Not a moment too soon, the Senate has confirmed President Obama’s nominee to head the Census Bureau, and now preparations on the critical 2010 national head count can begin in earnest. One of the first issues our Constitution addressed was the requirement to hold a decennial census. It used the phrase “actual Enumeration,” which probably seemed unremarkable at the time but has since become an issue of political controversy. The official now responsible for that count is Robert Groves, 60, a respected survey researcher from the University of Michigan and a former associate director of the Census.

He has already found himself back in the identical controversy as when he left the Census in the 1990s. The dispute is over statistical sampling, and it breaks down by party. Census takers going door to door and relying on mail-in questionnaires typically undercount inner-city dwellers and non-English speakers, people generally believed to skew heavily Democratic. The Census has long wanted to use statistical sampling techniques to make up for the undercount, but the Republicans have insisted on “actual Enumeration,” a monumental task in a nation of 307 million people.

It is not an idle, abstract issue. The Census estimates that about 14 percent of the population is at risk of being undercounted.
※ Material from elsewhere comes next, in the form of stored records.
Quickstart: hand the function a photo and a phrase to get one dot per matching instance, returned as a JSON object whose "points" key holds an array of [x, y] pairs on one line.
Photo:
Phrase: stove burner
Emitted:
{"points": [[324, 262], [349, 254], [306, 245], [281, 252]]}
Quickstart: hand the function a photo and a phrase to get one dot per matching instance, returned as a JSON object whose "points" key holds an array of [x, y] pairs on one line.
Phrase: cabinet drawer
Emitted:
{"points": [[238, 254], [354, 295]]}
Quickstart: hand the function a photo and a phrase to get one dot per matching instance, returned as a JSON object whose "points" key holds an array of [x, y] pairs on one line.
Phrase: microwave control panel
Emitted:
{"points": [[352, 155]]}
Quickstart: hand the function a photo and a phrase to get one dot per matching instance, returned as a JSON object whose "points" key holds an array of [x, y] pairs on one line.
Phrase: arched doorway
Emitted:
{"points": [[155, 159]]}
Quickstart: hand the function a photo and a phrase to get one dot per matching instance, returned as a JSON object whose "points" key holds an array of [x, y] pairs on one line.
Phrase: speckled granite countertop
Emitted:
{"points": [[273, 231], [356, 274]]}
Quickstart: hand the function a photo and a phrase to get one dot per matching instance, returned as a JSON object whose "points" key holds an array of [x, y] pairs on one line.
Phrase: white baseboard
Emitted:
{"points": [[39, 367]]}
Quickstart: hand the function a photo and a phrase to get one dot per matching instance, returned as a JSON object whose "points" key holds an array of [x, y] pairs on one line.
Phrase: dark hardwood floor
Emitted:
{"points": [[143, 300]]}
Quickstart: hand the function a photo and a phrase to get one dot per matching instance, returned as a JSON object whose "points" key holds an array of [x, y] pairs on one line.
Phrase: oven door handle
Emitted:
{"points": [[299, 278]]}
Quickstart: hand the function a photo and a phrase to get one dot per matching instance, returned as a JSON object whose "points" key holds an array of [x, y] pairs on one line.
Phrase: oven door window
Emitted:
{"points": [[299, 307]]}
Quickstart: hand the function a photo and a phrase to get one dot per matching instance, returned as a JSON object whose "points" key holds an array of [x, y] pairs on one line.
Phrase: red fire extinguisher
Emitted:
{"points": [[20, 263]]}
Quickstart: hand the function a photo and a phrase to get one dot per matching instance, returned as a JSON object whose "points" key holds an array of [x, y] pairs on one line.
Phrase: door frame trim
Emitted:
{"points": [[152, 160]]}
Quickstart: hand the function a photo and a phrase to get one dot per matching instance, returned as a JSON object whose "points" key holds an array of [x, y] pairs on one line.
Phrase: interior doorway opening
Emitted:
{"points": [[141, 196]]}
The final numbers are used to determine the number of U.S. House seats each state gets, how state legislatures are apportioned, and how $400 billion in annual federal aid is divvied up.

Groves was easily approved by the Senate Committee on Homeland Security, but a group of Republicans blocked a vote in the full Senate over concerns about statistical sampling; whether ACORN, the organization accused of vote fraud, would be among the volunteer organizations the Census enlists; to protest the timing of Sonia Sotomayor’s Supreme Court hearings; and maybe just sheer cussedness.

Senate Democratic leader Harry Reid finally called a procedural vote to override the delays, and the 76-15 outcome was a good barometer of Senate sentiment on what was a needless and even reckless delay.

Now if only Americans will do their part by cooperating with the Census.